Against guaranteed bonuses
The level of profits demanded by shareholders of financial firms increasingly require banks to raise their level of risk taking. Someone who knows that even if he loses everything he’ll still take home a million bucks can afford to be more daring than someone who is worried about paying his mortgage.
This argument doesn’t really stand up to scrutiny: if it were really true, then guaranteed bonuses would be most common among veteran senior traders whom the bank knows well. In fact, they’re overwhelmingly used to poach new traders to a desk, and expire after a year or two.
It’s also not true that shareholders are requiring banks to increase their level of risk taking — they’ve seen where that leads. Riskier banks always trade on lower p/e multiples than boring banks which take very little risk. Invariably, when banks take on lots of risk, their employees get most of the upside while their shareholders wind up with the first loss.

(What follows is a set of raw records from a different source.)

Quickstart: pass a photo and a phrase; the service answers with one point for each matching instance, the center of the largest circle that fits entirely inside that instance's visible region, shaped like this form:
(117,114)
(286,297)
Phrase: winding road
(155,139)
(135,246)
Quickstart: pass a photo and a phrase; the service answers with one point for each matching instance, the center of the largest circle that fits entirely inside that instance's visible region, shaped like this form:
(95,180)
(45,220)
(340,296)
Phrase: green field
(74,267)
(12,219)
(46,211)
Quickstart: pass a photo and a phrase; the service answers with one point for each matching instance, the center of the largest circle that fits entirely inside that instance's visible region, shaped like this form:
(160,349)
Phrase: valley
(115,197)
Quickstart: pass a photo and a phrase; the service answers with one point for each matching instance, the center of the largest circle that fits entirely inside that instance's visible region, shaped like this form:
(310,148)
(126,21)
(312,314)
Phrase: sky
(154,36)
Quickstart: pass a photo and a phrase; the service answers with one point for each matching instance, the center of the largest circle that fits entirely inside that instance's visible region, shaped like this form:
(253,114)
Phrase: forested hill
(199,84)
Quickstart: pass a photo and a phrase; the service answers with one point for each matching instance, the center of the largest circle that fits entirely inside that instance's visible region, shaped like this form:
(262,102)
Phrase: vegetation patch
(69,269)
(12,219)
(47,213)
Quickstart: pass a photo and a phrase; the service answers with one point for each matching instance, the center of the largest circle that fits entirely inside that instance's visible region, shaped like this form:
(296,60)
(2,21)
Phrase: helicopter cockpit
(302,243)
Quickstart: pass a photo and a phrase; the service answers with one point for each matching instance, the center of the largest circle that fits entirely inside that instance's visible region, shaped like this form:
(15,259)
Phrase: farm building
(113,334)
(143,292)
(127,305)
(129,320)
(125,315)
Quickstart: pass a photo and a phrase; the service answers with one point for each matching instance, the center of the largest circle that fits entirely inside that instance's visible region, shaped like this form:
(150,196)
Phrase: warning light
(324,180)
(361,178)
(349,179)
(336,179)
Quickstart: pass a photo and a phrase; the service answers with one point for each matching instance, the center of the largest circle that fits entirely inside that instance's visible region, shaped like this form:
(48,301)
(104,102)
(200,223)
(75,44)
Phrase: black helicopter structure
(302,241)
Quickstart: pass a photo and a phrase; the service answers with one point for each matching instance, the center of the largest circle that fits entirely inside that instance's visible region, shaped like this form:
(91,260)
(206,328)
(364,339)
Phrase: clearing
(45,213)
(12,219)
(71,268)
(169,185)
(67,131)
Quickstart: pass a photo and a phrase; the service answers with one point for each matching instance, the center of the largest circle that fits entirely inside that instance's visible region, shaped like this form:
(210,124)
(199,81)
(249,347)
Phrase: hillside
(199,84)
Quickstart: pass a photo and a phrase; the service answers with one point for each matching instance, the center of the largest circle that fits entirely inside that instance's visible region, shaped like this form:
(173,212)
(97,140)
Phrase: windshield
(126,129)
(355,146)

The fact is that guaranteed bonuses are a tool used by smaller, weaker banks who are desperately trying to beef up their trading desks to compete more effectively with the larger trading powerhouses. You don’t hear much about Goldman Sachs or Citadel paying their traders guaranteed bonuses. It’s also a fact that most of the time the smaller, weaker banks, after spending enormous amounts of money on guaranteed bonuses and the like, end up failing and dismantling those desks: the bonuses are simply a transfer of wealth from shareholders to opportunistic traders, and/or a way to persuade traders to join a weaker shop even though it’s more likely to fail. They do neither the shareholders nor the system as a whole any good at all.